Re: [RFC] LKMM: Add volatile_if()

From: Linus Torvalds
Date: Wed Jun 09 2021 - 14:26:55 EST


On Wed, Jun 9, 2021 at 9:13 AM Marco Elver <elver@xxxxxxxxxx> wrote:
>
> I had a longer discussion with someone offline about it, and the
> problem with a builtin is similar to the "memory_order_consume
> implementation problem"

The "memory_order_consume" problem is *entirely* artificial, and due
to the C standards body incompetence.

Really. I was there. Only very peripherally, but I was involved enough
to know what the problem was.

And the problem wasn't the concept of 'consume'. The problem was
entirely and 100% the incorrect model that the C standards people used
to describe the problem.

The C standards people took a "syntax and type based" approach to the
whole thing, and it was an utter disaster. It's the wrong model
entirely, because it became very very hard to describe the issue in
terms of optimizations of expressions and ordering at a syntactic
level.

What the standard _should_ have done, is to describe it in the same
terms that "volatile" is described - make all memory accesses "visible
in the virtual machine", and then specify the memory ordering
requirements within that virtual machine.

We have successful examples of that from other languages. I'm sorry if
this hurts some C language lawyers fragile ego, but Christ, Java did
it better. Java! A language that a lot of people love to piss on. But
it did memory ordering fundamentally better.

And it's not like it would even have been a new concept. The notion of
"volatile" has been there since the very beginning of C. Yes, yes, the
C++ people screwed it up mightily and confused themselves about what
an "access" means.

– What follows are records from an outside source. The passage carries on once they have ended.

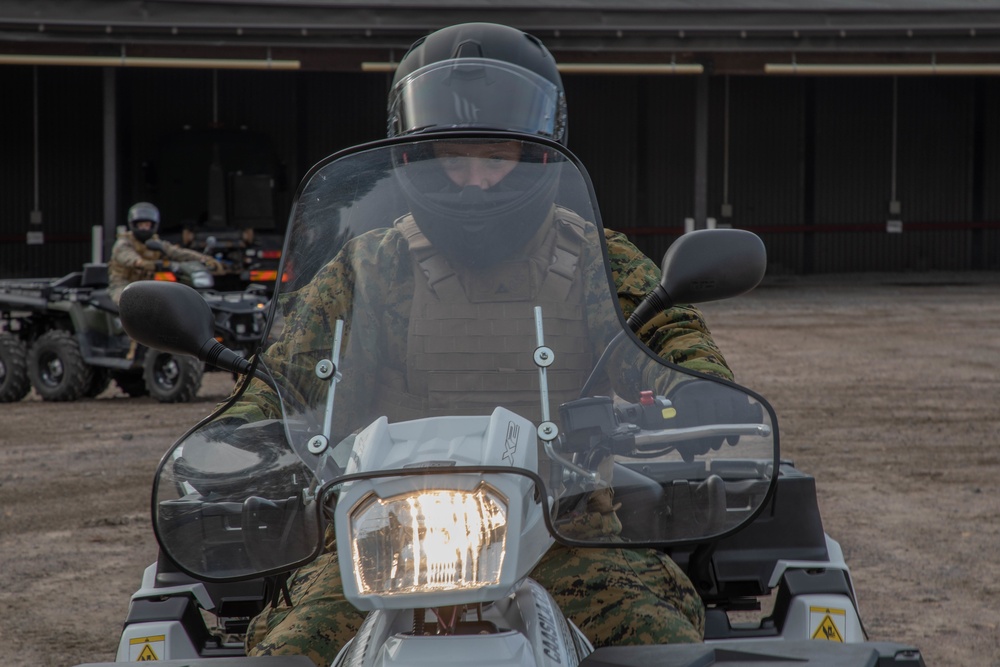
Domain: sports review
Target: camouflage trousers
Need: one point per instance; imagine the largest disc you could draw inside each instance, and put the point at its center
(615, 596)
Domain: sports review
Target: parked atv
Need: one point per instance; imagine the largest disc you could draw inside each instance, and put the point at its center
(64, 338)
(441, 515)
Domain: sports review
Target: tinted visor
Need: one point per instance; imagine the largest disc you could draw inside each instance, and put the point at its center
(477, 93)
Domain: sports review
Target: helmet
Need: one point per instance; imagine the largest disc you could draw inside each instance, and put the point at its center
(143, 212)
(478, 76)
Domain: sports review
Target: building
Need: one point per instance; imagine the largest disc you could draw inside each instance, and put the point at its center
(852, 135)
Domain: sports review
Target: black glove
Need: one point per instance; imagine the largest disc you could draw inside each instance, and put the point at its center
(703, 402)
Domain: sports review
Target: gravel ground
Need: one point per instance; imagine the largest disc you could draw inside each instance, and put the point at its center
(886, 388)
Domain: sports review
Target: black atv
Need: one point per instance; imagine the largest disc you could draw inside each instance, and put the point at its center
(63, 337)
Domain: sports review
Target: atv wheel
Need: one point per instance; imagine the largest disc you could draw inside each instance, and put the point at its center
(56, 367)
(98, 383)
(132, 384)
(171, 378)
(14, 382)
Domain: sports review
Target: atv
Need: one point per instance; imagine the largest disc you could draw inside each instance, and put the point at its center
(238, 505)
(64, 338)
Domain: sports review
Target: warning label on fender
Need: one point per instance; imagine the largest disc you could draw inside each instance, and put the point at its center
(829, 623)
(146, 649)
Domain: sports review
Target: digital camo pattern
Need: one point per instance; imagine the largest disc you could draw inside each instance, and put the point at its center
(678, 335)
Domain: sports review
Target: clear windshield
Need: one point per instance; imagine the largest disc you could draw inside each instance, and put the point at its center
(449, 277)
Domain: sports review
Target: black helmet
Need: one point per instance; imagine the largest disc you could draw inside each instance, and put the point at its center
(478, 76)
(488, 77)
(143, 212)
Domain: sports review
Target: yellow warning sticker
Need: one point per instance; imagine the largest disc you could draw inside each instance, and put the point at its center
(829, 623)
(146, 649)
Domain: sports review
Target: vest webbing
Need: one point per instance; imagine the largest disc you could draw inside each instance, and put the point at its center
(471, 336)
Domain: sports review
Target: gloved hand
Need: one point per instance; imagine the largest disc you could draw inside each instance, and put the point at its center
(703, 402)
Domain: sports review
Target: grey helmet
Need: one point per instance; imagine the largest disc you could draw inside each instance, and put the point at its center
(479, 76)
(141, 212)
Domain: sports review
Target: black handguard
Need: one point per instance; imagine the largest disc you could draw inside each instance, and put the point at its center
(703, 402)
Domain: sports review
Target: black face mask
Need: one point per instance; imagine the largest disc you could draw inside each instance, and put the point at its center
(473, 226)
(143, 234)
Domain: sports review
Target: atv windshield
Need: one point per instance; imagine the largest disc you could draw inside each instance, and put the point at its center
(452, 276)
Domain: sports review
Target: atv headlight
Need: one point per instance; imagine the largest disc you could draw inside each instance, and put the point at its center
(428, 541)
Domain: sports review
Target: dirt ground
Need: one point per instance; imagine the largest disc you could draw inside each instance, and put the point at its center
(886, 388)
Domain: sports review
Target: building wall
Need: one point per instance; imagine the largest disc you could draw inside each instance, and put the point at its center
(808, 164)
(69, 162)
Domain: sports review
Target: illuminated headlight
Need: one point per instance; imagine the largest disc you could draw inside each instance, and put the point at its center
(428, 541)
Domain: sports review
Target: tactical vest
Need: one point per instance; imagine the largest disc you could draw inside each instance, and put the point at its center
(472, 336)
(129, 274)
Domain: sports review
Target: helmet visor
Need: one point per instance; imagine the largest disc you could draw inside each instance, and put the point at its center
(477, 93)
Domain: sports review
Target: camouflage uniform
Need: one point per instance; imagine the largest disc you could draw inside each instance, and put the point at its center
(616, 596)
(131, 260)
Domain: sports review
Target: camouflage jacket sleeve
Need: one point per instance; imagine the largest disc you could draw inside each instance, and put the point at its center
(679, 334)
(124, 254)
(310, 318)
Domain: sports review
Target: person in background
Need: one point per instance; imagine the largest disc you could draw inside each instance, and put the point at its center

But "volatile" is actually a lot better specified
than the memory ordering requirements were, and the specifications are
(a) simpler and (b) much *much* easier for a compiler person to
understand.

Plus with memory ordering described as an operation - rather than as a
type - even the C++ confusion of volatile would have gone away. So the
very thing that likely made people want to avoid the "visible access
in the virtual machine" model didn't even _exist_ in the first place.

So the language committee pointlessly said "volatile is bad, we need
to do something else", and came up with something that was an order of
magnitude worse than volatile, and that simply _couldn't_ possibly
sanely handle that "problem of consume".

But the problem was always purely about the model used to _describe_
the issue being bad, not the issue itself.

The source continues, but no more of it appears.